Giter VIP home page Giter VIP logo

Comments (31)

marcquark avatar marcquark commented on May 24, 2024 1

fwiw, it happened again a few days ago. Is there a way to enable verbose/debug logging?

from directory-connector.

marcquark avatar marcquark commented on May 24, 2024 1

@cscharf apologies for the delayed response. I sent you some details via Email.

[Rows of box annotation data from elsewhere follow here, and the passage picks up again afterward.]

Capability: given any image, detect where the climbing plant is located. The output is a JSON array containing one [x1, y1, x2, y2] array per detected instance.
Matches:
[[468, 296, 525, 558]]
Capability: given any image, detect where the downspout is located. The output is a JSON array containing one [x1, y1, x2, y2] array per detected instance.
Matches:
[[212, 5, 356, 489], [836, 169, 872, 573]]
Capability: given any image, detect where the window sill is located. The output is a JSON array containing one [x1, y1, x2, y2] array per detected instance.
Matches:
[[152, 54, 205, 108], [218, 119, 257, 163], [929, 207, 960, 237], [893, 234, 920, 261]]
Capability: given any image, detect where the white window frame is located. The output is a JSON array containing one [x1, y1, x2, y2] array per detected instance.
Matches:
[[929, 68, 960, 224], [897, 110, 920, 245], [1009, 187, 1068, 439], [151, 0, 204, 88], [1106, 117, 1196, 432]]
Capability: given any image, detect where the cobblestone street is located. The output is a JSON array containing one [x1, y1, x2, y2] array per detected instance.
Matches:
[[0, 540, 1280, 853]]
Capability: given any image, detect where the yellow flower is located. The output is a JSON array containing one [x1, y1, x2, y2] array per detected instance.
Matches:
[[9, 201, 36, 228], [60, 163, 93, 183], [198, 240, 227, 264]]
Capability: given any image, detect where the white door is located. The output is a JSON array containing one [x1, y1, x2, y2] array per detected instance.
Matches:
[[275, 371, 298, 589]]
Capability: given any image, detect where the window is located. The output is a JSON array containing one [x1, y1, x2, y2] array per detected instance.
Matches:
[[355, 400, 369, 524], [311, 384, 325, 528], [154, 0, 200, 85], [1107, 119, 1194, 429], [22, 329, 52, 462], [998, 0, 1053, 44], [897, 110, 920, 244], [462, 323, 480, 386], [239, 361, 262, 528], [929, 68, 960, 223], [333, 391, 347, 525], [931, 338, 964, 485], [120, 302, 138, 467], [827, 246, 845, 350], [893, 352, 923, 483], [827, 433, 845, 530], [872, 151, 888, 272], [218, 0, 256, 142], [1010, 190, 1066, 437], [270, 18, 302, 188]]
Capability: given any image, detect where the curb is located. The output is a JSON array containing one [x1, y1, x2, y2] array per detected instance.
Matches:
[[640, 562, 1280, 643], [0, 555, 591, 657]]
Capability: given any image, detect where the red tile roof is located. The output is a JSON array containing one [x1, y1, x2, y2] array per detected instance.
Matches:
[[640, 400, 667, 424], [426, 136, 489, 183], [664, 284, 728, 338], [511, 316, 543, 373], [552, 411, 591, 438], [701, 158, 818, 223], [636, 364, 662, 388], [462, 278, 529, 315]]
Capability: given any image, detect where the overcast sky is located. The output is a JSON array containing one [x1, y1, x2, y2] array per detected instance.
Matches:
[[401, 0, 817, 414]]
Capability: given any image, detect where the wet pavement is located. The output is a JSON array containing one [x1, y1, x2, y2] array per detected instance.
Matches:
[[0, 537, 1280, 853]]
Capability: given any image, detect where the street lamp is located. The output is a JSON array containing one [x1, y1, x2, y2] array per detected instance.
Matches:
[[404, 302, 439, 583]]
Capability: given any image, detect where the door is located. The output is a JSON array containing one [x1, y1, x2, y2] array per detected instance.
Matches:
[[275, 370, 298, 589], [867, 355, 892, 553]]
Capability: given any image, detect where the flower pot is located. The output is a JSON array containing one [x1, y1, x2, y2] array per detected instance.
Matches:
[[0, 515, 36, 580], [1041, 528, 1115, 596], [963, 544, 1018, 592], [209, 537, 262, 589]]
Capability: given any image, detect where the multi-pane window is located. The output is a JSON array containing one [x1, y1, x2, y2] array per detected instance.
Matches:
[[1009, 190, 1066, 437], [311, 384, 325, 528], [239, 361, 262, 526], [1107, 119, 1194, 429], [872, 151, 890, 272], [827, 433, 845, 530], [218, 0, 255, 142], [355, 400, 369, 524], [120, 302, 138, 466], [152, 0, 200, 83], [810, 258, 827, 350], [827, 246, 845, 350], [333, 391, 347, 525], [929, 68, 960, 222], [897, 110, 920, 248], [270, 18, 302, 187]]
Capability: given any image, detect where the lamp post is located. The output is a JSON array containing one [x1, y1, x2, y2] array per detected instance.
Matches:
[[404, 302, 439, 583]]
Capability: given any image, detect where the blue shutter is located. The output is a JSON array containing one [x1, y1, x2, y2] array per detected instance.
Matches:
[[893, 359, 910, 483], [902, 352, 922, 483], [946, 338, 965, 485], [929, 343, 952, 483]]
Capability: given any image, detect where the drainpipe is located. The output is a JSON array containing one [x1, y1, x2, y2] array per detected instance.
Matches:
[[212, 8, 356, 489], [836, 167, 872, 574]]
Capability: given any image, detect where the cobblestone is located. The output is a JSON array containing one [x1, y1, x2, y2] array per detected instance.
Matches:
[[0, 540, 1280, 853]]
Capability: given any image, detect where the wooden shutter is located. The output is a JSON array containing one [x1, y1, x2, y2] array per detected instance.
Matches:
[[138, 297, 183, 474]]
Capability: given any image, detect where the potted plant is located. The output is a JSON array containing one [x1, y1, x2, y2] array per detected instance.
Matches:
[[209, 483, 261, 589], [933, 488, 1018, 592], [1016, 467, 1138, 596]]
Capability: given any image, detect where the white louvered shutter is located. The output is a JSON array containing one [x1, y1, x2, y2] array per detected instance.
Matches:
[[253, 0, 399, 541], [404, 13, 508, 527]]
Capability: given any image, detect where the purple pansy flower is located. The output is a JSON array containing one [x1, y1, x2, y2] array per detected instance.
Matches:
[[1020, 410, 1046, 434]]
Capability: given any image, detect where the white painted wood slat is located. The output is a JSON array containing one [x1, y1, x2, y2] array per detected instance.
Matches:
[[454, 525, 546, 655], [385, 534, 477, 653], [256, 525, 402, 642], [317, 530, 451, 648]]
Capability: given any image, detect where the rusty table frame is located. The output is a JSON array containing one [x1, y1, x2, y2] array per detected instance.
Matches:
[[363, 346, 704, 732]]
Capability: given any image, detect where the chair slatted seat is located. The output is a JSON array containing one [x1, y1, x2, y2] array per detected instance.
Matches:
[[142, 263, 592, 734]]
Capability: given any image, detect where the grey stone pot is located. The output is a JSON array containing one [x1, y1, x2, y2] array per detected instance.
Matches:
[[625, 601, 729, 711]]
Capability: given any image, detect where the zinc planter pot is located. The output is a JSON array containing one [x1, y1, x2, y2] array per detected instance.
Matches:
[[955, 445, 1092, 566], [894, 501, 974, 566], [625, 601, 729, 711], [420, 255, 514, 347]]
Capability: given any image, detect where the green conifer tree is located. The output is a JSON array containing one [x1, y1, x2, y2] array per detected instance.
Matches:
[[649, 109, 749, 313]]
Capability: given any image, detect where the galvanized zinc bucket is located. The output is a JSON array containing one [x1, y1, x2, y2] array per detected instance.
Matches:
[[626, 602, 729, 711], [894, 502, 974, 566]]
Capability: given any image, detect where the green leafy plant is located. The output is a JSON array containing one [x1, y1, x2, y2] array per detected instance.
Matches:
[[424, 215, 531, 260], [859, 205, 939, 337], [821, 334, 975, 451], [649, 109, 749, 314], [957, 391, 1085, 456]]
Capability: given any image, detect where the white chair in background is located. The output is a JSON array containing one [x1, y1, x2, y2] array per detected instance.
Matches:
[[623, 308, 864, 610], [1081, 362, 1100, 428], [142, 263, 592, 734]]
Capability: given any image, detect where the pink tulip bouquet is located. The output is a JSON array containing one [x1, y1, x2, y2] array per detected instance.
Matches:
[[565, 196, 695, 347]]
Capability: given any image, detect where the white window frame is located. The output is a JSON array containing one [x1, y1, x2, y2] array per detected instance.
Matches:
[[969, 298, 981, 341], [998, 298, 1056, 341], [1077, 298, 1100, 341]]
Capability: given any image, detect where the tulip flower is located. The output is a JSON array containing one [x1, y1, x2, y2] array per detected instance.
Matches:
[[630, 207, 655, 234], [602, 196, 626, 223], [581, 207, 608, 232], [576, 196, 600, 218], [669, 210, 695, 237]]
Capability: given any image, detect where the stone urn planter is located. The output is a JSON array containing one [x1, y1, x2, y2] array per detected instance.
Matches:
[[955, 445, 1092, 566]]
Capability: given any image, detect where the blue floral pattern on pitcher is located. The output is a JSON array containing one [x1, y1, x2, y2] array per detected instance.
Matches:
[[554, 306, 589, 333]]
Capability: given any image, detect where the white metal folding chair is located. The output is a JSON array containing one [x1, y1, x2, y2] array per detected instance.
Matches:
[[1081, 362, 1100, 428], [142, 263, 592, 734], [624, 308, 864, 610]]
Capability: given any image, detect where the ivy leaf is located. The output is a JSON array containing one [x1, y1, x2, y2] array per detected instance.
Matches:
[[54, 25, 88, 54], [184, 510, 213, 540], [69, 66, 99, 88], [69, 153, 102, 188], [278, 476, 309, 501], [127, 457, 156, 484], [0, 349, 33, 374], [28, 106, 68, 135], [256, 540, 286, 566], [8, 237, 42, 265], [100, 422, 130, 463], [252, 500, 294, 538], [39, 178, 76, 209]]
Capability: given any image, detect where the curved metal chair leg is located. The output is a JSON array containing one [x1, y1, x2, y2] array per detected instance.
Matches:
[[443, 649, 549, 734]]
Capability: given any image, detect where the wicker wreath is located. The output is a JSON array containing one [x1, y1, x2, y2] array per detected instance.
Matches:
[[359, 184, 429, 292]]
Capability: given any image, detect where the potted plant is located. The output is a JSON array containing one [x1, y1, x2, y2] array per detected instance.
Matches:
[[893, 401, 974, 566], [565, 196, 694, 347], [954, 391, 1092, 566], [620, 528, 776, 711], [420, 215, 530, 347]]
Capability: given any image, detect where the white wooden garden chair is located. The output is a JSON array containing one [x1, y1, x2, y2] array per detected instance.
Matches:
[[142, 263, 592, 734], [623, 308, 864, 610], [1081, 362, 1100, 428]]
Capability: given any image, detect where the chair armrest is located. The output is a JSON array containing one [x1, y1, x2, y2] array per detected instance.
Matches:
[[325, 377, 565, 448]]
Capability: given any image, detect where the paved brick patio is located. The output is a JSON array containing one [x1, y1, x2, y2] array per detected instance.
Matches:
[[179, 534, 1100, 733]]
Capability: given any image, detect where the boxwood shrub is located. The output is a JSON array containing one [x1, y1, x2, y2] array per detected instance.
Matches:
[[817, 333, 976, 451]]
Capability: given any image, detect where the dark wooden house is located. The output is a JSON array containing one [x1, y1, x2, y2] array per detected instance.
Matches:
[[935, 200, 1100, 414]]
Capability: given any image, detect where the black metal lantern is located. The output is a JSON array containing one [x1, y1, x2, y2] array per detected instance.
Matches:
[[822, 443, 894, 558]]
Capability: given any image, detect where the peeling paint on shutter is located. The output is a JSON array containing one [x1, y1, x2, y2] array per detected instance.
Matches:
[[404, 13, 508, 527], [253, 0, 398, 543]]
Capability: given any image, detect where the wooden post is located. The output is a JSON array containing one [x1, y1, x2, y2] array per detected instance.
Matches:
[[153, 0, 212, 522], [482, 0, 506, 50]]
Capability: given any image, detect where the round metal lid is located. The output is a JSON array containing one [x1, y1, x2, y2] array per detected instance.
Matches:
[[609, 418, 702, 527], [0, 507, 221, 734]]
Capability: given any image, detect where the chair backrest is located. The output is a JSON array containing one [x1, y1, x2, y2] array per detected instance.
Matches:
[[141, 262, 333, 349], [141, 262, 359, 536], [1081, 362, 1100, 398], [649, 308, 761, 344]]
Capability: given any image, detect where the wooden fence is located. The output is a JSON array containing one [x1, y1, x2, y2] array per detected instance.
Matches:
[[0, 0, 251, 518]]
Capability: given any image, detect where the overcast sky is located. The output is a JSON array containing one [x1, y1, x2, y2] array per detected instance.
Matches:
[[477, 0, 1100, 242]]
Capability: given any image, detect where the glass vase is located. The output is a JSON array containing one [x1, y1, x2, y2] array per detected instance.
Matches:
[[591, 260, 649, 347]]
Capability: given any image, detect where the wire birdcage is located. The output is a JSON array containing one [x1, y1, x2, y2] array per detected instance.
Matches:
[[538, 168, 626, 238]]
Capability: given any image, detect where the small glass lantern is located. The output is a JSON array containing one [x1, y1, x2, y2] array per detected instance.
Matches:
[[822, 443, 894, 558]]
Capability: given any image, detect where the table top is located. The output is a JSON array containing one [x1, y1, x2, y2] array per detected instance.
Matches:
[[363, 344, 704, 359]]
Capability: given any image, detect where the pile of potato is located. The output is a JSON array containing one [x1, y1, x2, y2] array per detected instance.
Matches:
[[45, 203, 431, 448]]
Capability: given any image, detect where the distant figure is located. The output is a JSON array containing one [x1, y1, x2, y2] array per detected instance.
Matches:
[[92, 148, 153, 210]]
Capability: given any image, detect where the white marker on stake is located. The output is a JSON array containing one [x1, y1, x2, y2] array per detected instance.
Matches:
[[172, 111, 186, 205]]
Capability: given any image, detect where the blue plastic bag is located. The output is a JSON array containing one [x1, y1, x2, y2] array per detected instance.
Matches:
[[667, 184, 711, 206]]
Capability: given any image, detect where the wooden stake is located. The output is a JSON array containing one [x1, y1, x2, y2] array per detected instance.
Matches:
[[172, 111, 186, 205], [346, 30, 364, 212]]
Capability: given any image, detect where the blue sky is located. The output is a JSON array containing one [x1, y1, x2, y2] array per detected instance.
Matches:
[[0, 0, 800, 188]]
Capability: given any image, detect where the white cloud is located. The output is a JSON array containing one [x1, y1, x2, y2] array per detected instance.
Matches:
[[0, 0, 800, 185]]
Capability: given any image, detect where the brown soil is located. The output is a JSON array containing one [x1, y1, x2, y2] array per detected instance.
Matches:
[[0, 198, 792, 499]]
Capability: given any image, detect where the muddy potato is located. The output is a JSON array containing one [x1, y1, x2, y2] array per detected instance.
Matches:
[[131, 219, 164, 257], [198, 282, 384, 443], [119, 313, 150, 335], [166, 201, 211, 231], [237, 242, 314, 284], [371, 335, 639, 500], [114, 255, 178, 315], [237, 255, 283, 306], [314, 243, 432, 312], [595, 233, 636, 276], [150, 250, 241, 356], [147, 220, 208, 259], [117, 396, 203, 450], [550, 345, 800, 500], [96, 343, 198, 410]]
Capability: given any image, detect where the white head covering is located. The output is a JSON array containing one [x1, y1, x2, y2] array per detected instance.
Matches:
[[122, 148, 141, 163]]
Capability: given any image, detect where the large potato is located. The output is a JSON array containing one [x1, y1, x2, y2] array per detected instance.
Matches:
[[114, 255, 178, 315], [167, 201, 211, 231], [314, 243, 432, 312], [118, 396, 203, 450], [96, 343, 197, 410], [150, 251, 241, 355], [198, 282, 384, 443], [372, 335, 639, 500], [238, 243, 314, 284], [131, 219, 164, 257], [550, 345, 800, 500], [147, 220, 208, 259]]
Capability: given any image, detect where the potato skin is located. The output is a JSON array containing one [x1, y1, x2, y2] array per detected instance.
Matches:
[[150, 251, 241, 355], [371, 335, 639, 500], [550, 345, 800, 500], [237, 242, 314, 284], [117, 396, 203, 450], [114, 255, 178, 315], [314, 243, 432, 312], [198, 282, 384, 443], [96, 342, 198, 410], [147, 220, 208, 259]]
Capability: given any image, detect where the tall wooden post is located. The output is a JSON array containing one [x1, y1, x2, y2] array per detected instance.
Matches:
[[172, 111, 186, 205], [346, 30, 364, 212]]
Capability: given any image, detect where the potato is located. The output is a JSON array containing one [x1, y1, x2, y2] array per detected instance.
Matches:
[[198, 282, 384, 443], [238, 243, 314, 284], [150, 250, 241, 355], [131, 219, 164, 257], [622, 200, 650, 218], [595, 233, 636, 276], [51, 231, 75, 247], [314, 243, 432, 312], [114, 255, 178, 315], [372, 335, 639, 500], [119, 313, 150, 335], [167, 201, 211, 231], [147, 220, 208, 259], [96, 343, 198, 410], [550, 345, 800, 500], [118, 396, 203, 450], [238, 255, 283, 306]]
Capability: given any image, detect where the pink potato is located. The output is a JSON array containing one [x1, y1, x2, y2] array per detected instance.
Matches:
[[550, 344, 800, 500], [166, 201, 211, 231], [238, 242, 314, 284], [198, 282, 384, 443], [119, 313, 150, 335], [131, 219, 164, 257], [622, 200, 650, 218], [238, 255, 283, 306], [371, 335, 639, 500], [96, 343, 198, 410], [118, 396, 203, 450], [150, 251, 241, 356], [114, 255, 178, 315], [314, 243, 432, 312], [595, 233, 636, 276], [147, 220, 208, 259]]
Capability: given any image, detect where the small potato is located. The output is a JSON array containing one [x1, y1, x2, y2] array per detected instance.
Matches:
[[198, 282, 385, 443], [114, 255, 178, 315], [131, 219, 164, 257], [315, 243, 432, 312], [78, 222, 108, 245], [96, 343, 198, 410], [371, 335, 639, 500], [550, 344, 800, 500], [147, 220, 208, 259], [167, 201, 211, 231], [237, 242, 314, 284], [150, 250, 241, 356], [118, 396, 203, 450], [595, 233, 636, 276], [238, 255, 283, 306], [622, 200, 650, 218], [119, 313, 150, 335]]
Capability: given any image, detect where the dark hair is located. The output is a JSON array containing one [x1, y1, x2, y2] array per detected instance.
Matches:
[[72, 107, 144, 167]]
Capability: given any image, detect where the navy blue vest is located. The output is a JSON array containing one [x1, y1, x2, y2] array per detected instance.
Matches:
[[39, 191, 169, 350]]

Regarding the creation time, we're out of luck. It's after the modify time, i assume that's because the file was copied/moved to another location. We're going to provide the timestamps when it happens the next time around

from directory-connector.

marcquark avatar marcquark commented on May 24, 2024 1
Inode: 2359304   Type: regular    Mode:  0664   Flags: 0x80000
Generation: 2610896047    Version: 0x00000000:00000001
User:  1000   Group:  1000   Project:     0   Size: 33
File ACL: 0
Links: 1   Blockcount: 8
Fragment:  Address: 0    Number: 0    Size: 0
 ctime: 0x5fd18faa:a2182ff8 -- Thu Dec 10 04:02:02 2020
 atime: 0x5fd18faa:c9320eb0 -- Thu Dec 10 04:02:02 2020
 mtime: 0x5fd18faa:a2182ff8 -- Thu Dec 10 04:02:02 2020
crtime: 0x5f6c7438:1681dd58 -- Thu Sep 24 12:26:00 2020
Size of extra inode fields: 32
Inode checksum: 0xeeb33b88
EXTENTS:
(0):5902345

Sent the log file to your support team

from directory-connector.

marcquark avatar marcquark commented on May 24, 2024 1

looks like the release fixed this issue. thanks!

from directory-connector.

kspearrin avatar kspearrin commented on May 24, 2024

Is there something on the system that runs at 0:30AM? Does bwdc run then?

from directory-connector.

marcquark avatar marcquark commented on May 24, 2024

Nope, no other cronjobs or backup jobs.
There's a bwdc cronjob every 15 minutes, so yes, it does run at 0:30AM

from directory-connector.

marcquark avatar marcquark commented on May 24, 2024

happened again on the 30th. timestamp of the empty data.json is 8:15 AM local time. it only contains this

{
  "installedVersion": "2.6.2"
}

from directory-connector.

kspearrin avatar kspearrin commented on May 24, 2024

Can you try the latest version that was just released (2.7.0) and see if the issue persists?

from directory-connector.

marcquark avatar marcquark commented on May 24, 2024

Installed v2.7.0 yesterday. Will report back if it happens again. It's seemingly random though :/ I guess if it doesn't come up in the next 2 months we can assume it's fixed.

from directory-connector.

kspearrin avatar kspearrin commented on May 24, 2024

Hey @marcquark , sorry for the delayed response here.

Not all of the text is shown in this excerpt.